— Открой глаза!

Женский голос, глухой, повелительный. Мягкие руки прикоснулись к его щекам, и его окутал запах вереска и пряностей.

— Проснись, сумрачный воитель. Коннор открыл глаза и увидел свет, нежное сияние, как первые лучи солнца, касающиеся утреннего неба. Он заморгал и сделал вдох. Чуть-чуть пониже правой лопатки вспыхнула боль.

— Боюсь, что тебе придется немного потерпеть.

Над ним склонилась женщина со светло-голубыми глазами, ее серебристые волосы па­дали на плечи блестящим водопадом.

— Эйслинг, ты? Она улыбнулась.

— Удивился?

Он сел в кровати. Глаза застлала кровавая пелена.

— Полегче. — Эйслинг прикоснулась к его плечу, заставляя его опуститься на подушку. — Я не смогу исцелить рану полностью; у этих смертных возникнет слишком много вопросов, если рана исчезнет без следа.

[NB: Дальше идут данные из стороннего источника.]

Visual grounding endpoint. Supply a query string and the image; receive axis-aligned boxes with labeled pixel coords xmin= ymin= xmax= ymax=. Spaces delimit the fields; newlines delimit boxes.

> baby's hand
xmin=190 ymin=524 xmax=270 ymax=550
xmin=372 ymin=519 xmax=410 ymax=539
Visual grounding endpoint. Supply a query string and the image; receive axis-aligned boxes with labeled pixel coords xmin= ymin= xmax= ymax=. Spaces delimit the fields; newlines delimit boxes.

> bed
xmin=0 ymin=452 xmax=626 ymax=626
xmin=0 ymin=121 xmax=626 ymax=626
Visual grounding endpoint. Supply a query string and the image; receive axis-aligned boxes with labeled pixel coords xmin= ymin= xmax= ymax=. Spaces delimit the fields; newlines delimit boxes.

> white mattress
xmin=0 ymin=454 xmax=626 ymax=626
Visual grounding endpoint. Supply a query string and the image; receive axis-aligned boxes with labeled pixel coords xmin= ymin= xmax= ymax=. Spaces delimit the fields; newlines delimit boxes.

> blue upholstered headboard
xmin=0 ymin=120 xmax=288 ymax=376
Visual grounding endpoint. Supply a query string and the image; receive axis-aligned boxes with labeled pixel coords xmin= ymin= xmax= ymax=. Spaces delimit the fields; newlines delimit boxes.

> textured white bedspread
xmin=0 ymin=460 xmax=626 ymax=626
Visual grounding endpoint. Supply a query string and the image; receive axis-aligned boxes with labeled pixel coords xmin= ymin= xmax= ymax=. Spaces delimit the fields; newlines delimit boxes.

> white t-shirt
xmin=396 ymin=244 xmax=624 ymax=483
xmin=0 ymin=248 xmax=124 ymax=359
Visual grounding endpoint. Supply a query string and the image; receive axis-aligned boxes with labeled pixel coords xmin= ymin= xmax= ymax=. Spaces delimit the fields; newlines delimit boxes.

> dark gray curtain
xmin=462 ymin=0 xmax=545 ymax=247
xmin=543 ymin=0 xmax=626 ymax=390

Тяжело дыша, Коннор устроился на мягкой подушке.

— Что со мной случилось?

— В тебя стреляли.

— Стреляли?

— Да. — Она потрепала его по щеке. — Насколько я понимаю, в тебя выстрелили ма­леньким кусочком металла из устройства под названием пистолет. Рана могла оказаться смертельной. И едва не оказалась.

— Кто это сделал?

— К сожалению, не знаю. Ты лежал на пороге двери с раной в спине.

— Откуда ты узнала, что я попал в беду?

— Видишь ли, я присматривала за то­бой. — Она, улыбаясь, села рядом с ним, и у него появилась мысль, что она владеет каким-то секретом и не собирается его раскры­вать. — На случай, если бы тебе понадобилась помощь. Можно благодарить звезды за то, что я оказалась неподалеку.

— Ты все это время была здесь?

— Здесь, либо поблизости. — Она разгла­дила широкие рукава белого шелкового пла­тья, и на ткани заискрились маленькие золотые звездочки, отражая солнечный свет, заполняв­ший комнату. — Достаточно близко, чтобы следить за твоими успехами. И должна ска­зать, ты был просто великолепен. Похоже, ты вскружил Лауре голову, как говорят в этом столетии.

— Неужели? — Коннор отвел взгляд от те­ти, не желая, чтобы она заметила боль в его глазах… и увидел Лауру. Она спала в мягком кресле около кровати, склонив голову набок.

— Не волнуйся; она не проснется, пока я не уйду.

— Надеюсь, больше никто нам не поме­шает?

— Мы в полной безопасности. — Эйслинг встала и подошла к Лауре. Мгновение она рассматривала спящую.

— Какая прелестная девушка. Хотя немножко своевольная. — Она улыбнулась Коннору. — Однако, я думаю, что вы отлично поладите.

— Конечно. — Коннор глубоко вздохнул, снова почувствовав боль. — Но, к сожалению, она считает, что должна выполнять все же­лания отца.

Эйслинг подняла золотистые брови.

— А он по-прежнему хочет, чтобы она вы­шла замуж за этого противного Филиппа Гар­днера?

Коннор кивнул.

— Я могла бы повлиять на него. — Эйолинг нахмурилась. — Странно, что ты сам это­го не сделал.

— Это заманчиво. Но я хочу выиграть бит­ву без всякой магии.

— Без магии? — Эйслинг подошла к нему, и между ее золотистыми бровями пролегла тонкая морщинка. — Коннор, я посылала тебя сюда не для того, чтобы ты забывал свой дар.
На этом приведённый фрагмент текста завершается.